物流など5割増18件 アクア値下げ後押し 2011年上期の県内企業立地

 千葉県は2011年上期(1~6月)の企業立地動向調査の結果をまとめた。県内への工場・研究所・物流施設(用地千平方メートル以上)の立地件数は前年同期比6件(50%)増の18件だった。リーマン・ショックの影響で5件にまで減った09年上期以降、持ち直し傾向にある。東京湾アクアライン通行料引き下げなどが後押ししたとみられるが、「東日本大震災の影響が下期に現れる可能性もある」と県は懸念している。

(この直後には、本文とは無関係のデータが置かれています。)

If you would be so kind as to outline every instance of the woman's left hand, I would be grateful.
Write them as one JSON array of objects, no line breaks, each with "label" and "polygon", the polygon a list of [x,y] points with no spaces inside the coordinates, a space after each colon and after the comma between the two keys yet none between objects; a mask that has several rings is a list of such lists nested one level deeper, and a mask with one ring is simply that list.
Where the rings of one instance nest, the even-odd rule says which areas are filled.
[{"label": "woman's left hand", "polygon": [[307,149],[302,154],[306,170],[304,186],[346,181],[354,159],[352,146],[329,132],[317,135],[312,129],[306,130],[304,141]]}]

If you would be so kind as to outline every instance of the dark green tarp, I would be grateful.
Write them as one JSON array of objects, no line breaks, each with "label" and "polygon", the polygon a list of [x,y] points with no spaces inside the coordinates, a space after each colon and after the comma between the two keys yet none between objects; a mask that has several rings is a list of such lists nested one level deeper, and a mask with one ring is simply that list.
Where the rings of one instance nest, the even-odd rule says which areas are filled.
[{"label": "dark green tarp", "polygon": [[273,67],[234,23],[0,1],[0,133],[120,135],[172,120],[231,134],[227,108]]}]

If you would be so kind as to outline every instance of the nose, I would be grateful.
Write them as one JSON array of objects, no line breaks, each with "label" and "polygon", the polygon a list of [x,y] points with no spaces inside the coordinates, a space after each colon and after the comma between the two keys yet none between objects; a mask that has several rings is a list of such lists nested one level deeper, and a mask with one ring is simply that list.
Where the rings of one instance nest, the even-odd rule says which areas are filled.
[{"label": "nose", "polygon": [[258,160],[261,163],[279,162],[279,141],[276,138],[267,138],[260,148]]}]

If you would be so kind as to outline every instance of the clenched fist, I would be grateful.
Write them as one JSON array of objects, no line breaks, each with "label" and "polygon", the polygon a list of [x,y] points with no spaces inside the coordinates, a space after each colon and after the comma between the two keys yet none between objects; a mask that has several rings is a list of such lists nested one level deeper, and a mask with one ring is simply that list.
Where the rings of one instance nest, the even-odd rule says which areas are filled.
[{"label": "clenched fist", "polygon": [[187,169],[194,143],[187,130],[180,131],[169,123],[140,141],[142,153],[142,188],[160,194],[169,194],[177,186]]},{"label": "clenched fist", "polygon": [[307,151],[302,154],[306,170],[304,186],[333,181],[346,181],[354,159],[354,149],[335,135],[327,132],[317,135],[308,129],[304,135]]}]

 件数の内訳は、工場が2件増の11件、物流施設が4件増の7件、研究所が前年と同じゼロだった。県企業立地課は、東京に近い立地に加え、09年8月から始まったアクアライン通行料を引き下げる社会実験や今後整備が見込まれる首都圏中央連絡自動車道(圏央道)、成田空港の発着枠拡大計画などが注目された、と分析する。

 立地面積は80・6%増の17・7ヘクタールで、内訳は工場が5・5倍の13・7ヘクタール、物流施設が45・2%減の4ヘクタール。橋りょう建設のサクラダが本社工場を市川市から袖ケ浦市の工業用地6ヘクタールに移転したことが大きかった。